Chris knew. He knew, deep down, that Josh was telling the truth. Could almost see his idea behind it, although he couldn’t truly fathom it, couldn’t comprehend the logic of Josh’s delusions even though now it sounded like Josh was begging him to.
Chris wanted to tell him he’d never wanted any of this. Wanted to say he cared about Ashley but if he’d wanted, he would have made his move. Wanted to say he never wanted to be famous, never cared about being a hero. Wanted Josh to see what had really been going on.

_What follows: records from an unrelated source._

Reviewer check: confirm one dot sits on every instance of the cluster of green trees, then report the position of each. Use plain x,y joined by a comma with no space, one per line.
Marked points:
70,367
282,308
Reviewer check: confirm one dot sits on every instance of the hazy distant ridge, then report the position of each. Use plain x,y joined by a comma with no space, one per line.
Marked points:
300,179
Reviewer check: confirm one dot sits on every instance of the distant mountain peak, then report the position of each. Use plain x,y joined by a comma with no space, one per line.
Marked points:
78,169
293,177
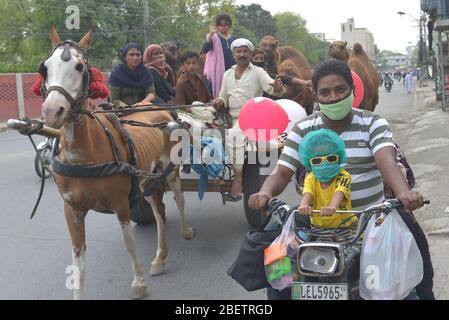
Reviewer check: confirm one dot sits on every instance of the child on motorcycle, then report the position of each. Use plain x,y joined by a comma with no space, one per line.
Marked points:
327,186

But it was useless, and for a few seconds the sadness that ran through him drowned out everything else.
Then he shook his head, opened his mouth to speak, but the words got jammed somewhere in his throat, somewhere between I’m so sorry and I’m real I swear to you and I’m going to get you out of here and in the end, nothing came out.
He’d come all this way to save him, but he looked at Josh, into his bloodshot, pleading eyes, his trembling lips, at the distance between the reality he was in and the one he was seeing, and he realised he wasn’t sure if he could save him after all.